Reactive oxygen species (ROS) is one of the important biomarkers of oxidative stress, and it can function as second messengers during inflammatory signaling [33] and contribute to proinflammatory effects and nuclear factor-κB activation in immune cells [34] and keratinocytes [18]. IFN-γ has been shown to increase ROS generation in cultured human retinal pigment epithelial (RPE) cells [35], mouse primary hepatocytes [36], mouse biliary epithelial cells (BECs) [37], human endothelial cells [38], and human keratinocytes [18]. Taken together, these previous data suggest that intracellular ROS levels are intimately associated with the development of inflammation dependent on cell types.
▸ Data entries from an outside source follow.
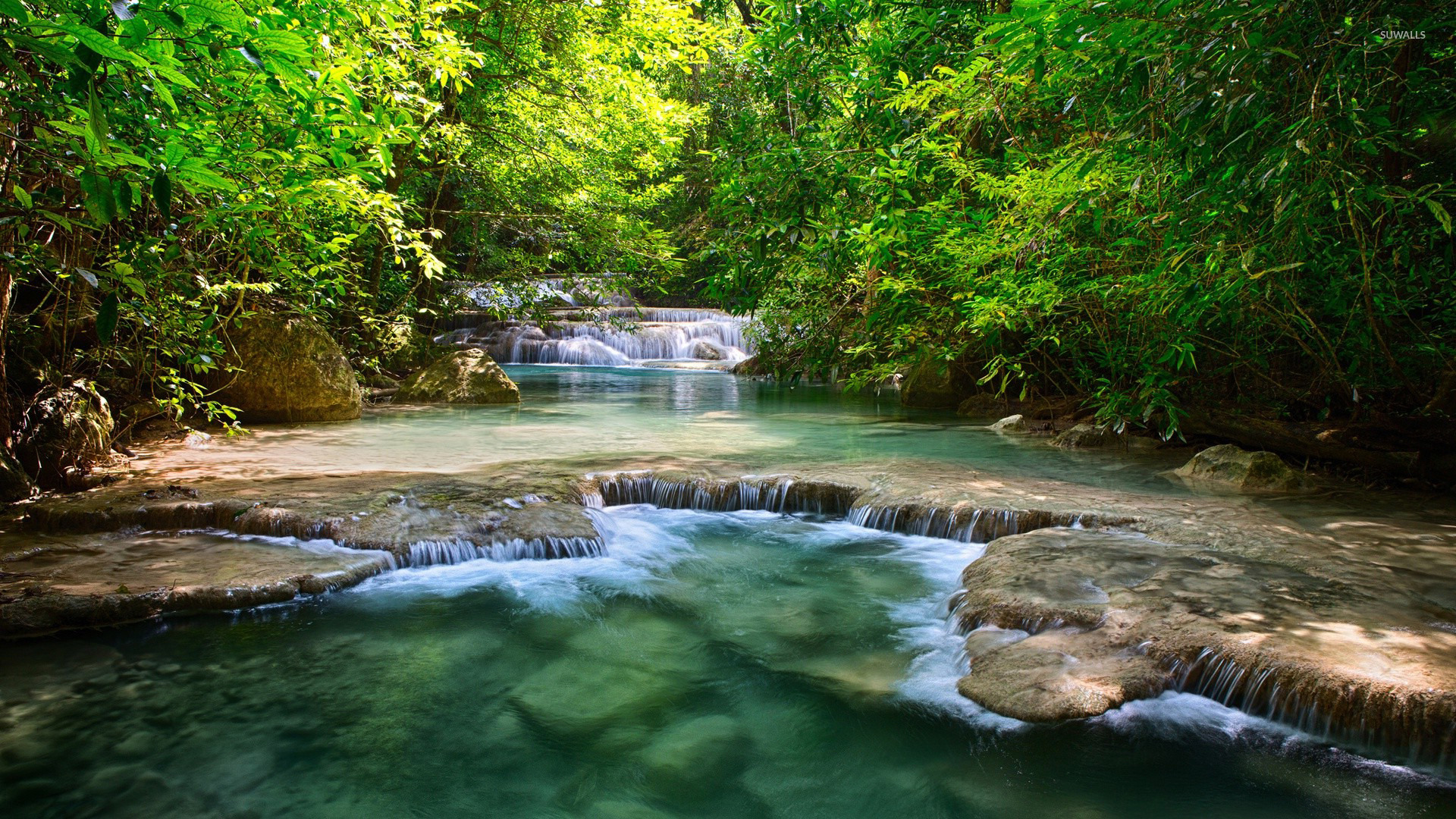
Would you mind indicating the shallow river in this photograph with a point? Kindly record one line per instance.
(742, 665)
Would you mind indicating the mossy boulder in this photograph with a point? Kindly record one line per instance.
(63, 435)
(287, 371)
(15, 484)
(934, 385)
(403, 349)
(465, 376)
(1228, 464)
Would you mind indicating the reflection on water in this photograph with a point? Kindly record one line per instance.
(612, 413)
(737, 665)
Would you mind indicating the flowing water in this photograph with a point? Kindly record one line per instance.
(736, 665)
(740, 665)
(620, 411)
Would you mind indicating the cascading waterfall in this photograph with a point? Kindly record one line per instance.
(788, 494)
(1363, 717)
(657, 335)
(450, 553)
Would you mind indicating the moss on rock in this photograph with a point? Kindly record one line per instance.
(287, 371)
(465, 376)
(63, 435)
(1228, 464)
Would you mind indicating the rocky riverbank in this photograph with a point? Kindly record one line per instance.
(1337, 621)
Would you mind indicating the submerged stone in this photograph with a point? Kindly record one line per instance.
(695, 757)
(1228, 464)
(465, 376)
(287, 371)
(1085, 436)
(579, 698)
(1011, 425)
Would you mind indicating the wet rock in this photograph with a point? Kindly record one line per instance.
(1060, 673)
(708, 352)
(465, 376)
(1226, 464)
(693, 758)
(1117, 617)
(289, 371)
(1085, 436)
(934, 385)
(405, 349)
(1012, 425)
(63, 435)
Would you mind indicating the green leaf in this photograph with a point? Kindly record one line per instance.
(99, 200)
(1440, 215)
(93, 39)
(162, 194)
(107, 318)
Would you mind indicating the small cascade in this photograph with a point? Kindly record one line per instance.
(657, 335)
(970, 525)
(786, 494)
(450, 553)
(772, 493)
(1359, 716)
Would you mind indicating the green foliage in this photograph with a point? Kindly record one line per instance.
(1142, 205)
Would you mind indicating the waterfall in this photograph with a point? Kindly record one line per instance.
(587, 338)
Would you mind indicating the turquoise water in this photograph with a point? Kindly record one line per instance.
(601, 413)
(714, 665)
(711, 665)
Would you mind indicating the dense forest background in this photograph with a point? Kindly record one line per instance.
(1149, 207)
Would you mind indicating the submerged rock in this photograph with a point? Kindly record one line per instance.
(465, 376)
(576, 698)
(64, 433)
(1116, 617)
(695, 758)
(287, 371)
(1059, 675)
(1085, 436)
(1012, 425)
(1228, 464)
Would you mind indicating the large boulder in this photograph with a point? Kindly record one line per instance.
(932, 385)
(403, 349)
(465, 376)
(287, 371)
(1228, 464)
(64, 433)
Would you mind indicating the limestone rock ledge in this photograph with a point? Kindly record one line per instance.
(1066, 624)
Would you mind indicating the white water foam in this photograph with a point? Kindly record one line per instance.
(638, 553)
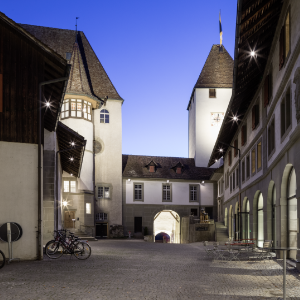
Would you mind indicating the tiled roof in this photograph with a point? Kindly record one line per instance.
(217, 71)
(78, 82)
(62, 41)
(134, 166)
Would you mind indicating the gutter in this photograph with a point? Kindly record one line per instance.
(236, 52)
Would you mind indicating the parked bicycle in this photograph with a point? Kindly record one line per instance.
(67, 245)
(2, 259)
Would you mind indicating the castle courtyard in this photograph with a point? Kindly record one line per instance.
(134, 269)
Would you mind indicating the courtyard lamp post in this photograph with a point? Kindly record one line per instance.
(240, 184)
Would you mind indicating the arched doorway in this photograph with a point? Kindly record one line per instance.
(167, 223)
(292, 212)
(260, 221)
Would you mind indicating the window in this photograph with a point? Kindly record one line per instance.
(243, 170)
(212, 93)
(103, 192)
(68, 55)
(138, 192)
(248, 166)
(285, 113)
(1, 93)
(193, 192)
(166, 190)
(255, 116)
(101, 217)
(100, 192)
(259, 158)
(76, 108)
(267, 89)
(253, 162)
(271, 138)
(244, 134)
(69, 186)
(229, 158)
(194, 212)
(284, 41)
(88, 208)
(66, 186)
(236, 148)
(104, 116)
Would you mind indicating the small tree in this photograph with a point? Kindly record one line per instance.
(145, 230)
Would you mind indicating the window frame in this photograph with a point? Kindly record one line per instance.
(76, 101)
(105, 113)
(271, 139)
(261, 158)
(69, 185)
(142, 191)
(163, 194)
(214, 93)
(197, 192)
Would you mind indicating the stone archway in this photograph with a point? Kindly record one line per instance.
(168, 222)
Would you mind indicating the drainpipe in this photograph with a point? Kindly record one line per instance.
(40, 252)
(56, 184)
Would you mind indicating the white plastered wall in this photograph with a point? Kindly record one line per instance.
(108, 163)
(19, 195)
(205, 134)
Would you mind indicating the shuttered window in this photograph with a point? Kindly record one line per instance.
(266, 91)
(1, 93)
(255, 116)
(212, 93)
(271, 137)
(244, 134)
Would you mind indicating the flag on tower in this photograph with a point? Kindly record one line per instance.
(221, 31)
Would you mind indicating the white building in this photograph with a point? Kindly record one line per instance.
(208, 104)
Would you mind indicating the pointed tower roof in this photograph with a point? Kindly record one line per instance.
(217, 71)
(78, 82)
(62, 42)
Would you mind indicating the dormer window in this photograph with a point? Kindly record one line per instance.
(178, 168)
(76, 108)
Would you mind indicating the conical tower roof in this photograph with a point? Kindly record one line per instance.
(78, 82)
(217, 71)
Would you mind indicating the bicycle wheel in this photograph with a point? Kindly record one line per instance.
(54, 249)
(82, 250)
(2, 259)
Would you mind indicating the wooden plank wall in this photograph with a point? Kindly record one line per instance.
(23, 65)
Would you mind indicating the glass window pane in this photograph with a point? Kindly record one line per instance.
(66, 186)
(73, 186)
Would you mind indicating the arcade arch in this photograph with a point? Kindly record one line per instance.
(167, 222)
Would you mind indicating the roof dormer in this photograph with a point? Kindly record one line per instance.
(151, 166)
(178, 168)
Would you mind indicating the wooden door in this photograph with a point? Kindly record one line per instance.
(69, 215)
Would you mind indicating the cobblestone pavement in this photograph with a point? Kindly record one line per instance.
(134, 269)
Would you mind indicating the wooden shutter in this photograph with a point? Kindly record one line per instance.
(253, 117)
(235, 147)
(281, 48)
(266, 91)
(243, 136)
(1, 93)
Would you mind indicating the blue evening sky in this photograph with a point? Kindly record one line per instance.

BCL is the nutritious liquid isolated from fresh bamboo stems which contain various biologically active components, such as flavonoid, phenolic compounds, polyphenolic compounds, chlorogenic acid derivatives, and various organic acids. Many of these ingredients have been reported to have antioxidant effect [15, 16, 39, 40]. As expected, we directly demonstrated the antioxidant activity of BCL in this study, indicating that the antioxidant activity of BCL contributes to the inhibition of NF-κB and thereby suppresses the production of TARC and MDC in human keratinocytes.

In conclusion, BCL significantly suppressed IFN-γ-induced expression of TARC and MDC by inhibiting the activation of ROS/IκB/NF-κB pathways, in a p38 MAPK-independent manner in HaCaT cells. These results are supposed to be due, at least in part, to its antioxidant effects. The blocking of Th2 chemokines by BCL may suppress the infiltration of Th2 cells and lessen inflammation of skin lesions. It suggests that BCL may have a therapeutic potential on skin disease such as atopic dermatitis by inhibiting Th2 chemokines, which is due, at least in part, to its antioxidant capacities.


This work was supported by the National Research Foundation of Korea Grant funded by the Korean Government (no. NRF-2010-413-B00024).